Second, to identify evidence that dumping of imported goods that causes or threaten to cause substantial damage to the domestic industry or to significantly inhibit the information of the domestic industry.
Second, on March 18, the Ministry of Industry and Trade issued Decision No. 881/QD-BTC on the application of temporary anti-dumping tax on some MSG products.
During the preliminary investigation, the Ministry of Industry and Trade considered factors causing damage to the domestic manufacturing industry as well as the level of anti-dumping of export establishments in China, Indonesia. These might cause negative effects on other industries and, more importantly, human health.

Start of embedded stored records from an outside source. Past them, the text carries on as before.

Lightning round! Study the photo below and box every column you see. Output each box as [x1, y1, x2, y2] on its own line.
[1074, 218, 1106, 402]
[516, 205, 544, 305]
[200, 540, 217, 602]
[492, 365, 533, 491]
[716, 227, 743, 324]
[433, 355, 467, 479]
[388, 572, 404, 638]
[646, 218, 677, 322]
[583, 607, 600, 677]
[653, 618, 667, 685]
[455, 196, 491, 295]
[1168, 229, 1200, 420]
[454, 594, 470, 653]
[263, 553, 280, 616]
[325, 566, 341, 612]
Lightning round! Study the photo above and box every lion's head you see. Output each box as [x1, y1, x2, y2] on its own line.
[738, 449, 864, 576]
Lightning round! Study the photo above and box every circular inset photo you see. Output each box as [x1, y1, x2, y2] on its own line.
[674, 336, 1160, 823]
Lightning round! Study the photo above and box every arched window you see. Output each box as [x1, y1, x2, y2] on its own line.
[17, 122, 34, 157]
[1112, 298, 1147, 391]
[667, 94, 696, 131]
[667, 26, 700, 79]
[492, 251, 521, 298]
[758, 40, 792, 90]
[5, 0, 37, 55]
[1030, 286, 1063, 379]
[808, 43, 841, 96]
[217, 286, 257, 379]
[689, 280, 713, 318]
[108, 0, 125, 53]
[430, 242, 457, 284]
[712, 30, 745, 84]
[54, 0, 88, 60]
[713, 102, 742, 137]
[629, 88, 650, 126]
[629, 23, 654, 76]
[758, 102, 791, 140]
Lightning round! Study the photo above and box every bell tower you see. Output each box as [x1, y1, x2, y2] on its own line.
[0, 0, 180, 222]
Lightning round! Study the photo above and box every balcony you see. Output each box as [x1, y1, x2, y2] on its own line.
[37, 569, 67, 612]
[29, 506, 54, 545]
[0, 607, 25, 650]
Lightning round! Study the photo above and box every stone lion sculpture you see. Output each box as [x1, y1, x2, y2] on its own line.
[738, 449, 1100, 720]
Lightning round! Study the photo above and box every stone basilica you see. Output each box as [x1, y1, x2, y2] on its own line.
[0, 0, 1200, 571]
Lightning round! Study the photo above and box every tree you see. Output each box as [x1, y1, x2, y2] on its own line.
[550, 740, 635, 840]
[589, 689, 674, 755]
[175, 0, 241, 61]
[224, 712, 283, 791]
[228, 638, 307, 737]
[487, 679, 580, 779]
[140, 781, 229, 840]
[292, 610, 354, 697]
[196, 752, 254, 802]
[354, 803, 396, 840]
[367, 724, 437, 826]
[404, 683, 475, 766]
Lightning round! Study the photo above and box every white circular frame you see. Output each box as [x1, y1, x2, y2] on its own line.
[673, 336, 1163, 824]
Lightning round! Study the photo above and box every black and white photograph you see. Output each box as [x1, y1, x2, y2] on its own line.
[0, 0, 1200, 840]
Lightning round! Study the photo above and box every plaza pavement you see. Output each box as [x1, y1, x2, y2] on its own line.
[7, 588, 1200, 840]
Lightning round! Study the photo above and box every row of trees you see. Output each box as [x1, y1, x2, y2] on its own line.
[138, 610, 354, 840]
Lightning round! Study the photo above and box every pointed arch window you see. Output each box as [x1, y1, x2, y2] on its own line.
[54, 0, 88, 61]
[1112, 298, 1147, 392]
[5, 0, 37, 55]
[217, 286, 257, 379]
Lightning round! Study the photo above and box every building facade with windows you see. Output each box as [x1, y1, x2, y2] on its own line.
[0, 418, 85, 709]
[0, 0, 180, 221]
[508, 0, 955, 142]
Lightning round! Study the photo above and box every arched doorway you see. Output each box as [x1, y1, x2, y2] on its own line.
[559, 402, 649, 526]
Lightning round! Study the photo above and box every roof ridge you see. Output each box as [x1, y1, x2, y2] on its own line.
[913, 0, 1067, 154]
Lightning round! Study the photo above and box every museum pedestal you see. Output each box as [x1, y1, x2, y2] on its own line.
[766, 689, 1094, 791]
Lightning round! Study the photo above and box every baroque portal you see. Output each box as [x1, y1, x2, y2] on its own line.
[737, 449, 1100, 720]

According to HIS Markit information and data – the Company that collected the Purchasing Managers Index (PMI) survey results, in 2019, Vietnam is the largest export market of China.
Accordingly, the investigation agency has issued investigation questions for domestic manufacturers and importers to receive information and data for the case. The reply will be dued until December 23. And to ensure the interests of individuals and organizations, the Investigation Agency requires that all domestic and import manufacturers involved in answering investigation questions in a cooperative spirit to clarify the case. In addition, the authorities leading the above production facilities also need to actively communicate information to export partners in China and Indonesia to answer the investigation questions.
Previously, on August 19, the Trade Defense Department received the request for investigation from the requesting parties and the supporters of the case, including: Vedan Vietnam Limited Company and Ajinomoto Vietnam Company.
The absolute tax rate for MSG products imported from China and Indonesia will fluctuate in the range of 2,889,245 – 6,385,289 VND/ton.
The safeguard tax on MSG expires from March 25 and the application of the above anti-dumping tax is fully relevant to the market, and also minimizes the damaging impact on the domestic MSG industry.